# Ship building takes a step in the right direction



## 46616 (Apr 24, 2010)

Hi all,

I thought that this might be of some interest:

http://www.britishseafarers.co.uk/billionaire-offers-uk-ship-building-hopes/

I hope that something comes of it; it would be excellent for a UK yard to do well.


----------



## RHP (Nov 1, 2007)

Let's hope it works out!


----------



## Keltic Star (Jan 21, 2006)

Interesting post, I wish them well. If they could break BAE's hold on military ship construction everyone could come out a winner.


----------



## Dickyboy (May 18, 2009)

More potentially good news.
It does make me wonder why it was all closed down, at the loss of many jobs, to potentially open up in another guise a couple of years later though??
There is a large market worldwide for less sophisticated and smaller warships, like the few that were built for (I think) Brazil recently. BAE turned their nose up at going for this market in a big way, perhaps they now have the chance to build such ships in Pompey. Perhaps it's not glamorous enough for them. 
Both on the Clyde and in Pompey it's all just talk at the moment of course, it remains to be seen if anything actually gets done. 

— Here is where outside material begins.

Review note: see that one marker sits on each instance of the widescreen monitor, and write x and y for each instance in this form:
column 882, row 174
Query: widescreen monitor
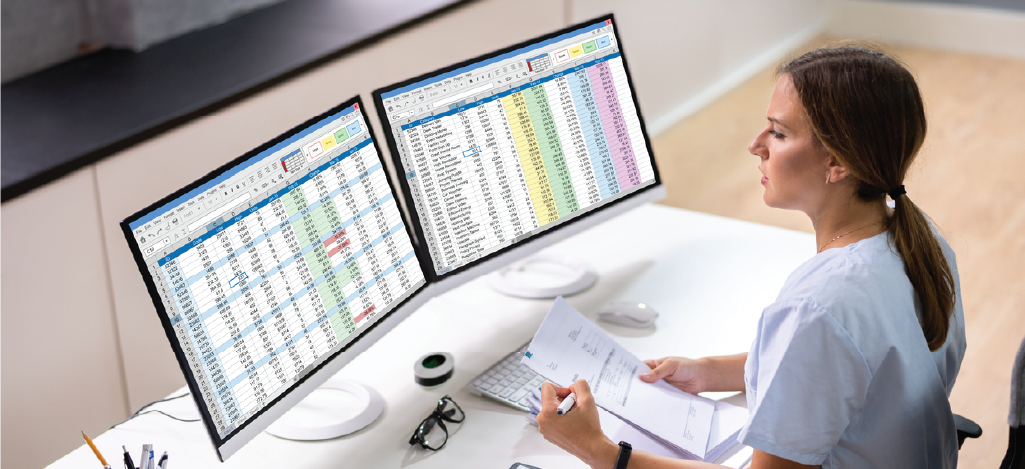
column 274, row 270
column 504, row 154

http://www.portsmouth.co.uk/news/bu...ake-over-shipbuilding-in-portsmouth-1-6551463


----------



## Ron Stringer (Mar 15, 2005)

Maybe he intends to build another Titanic. Wasn't there a buyer in Australia looking for just such an opportunity? [=P]


----------



## stoker (Jul 18, 2005)

The Irish Naval Service have built four Patrol vessels in Appledore with a fifth building currently, one, LE Niamh, is in the med. rescuing migrants right now. The fourth vessel, LE James Joyce, was scheduled to go on sea trials on the 17th Feb.this was put back to the 5th March, the vessel was eventually handed over mid July,almost four months late. Does this sound familiar ?


----------



## fred henderson (Jun 13, 2005)

Interesting information Stoker. I edited your post, merely to remove a duplicated sentance.


----------



## tiachapman (Mar 25, 2008)

about time too


----------



## stoker (Jul 18, 2005)

Thanks Fred.


----------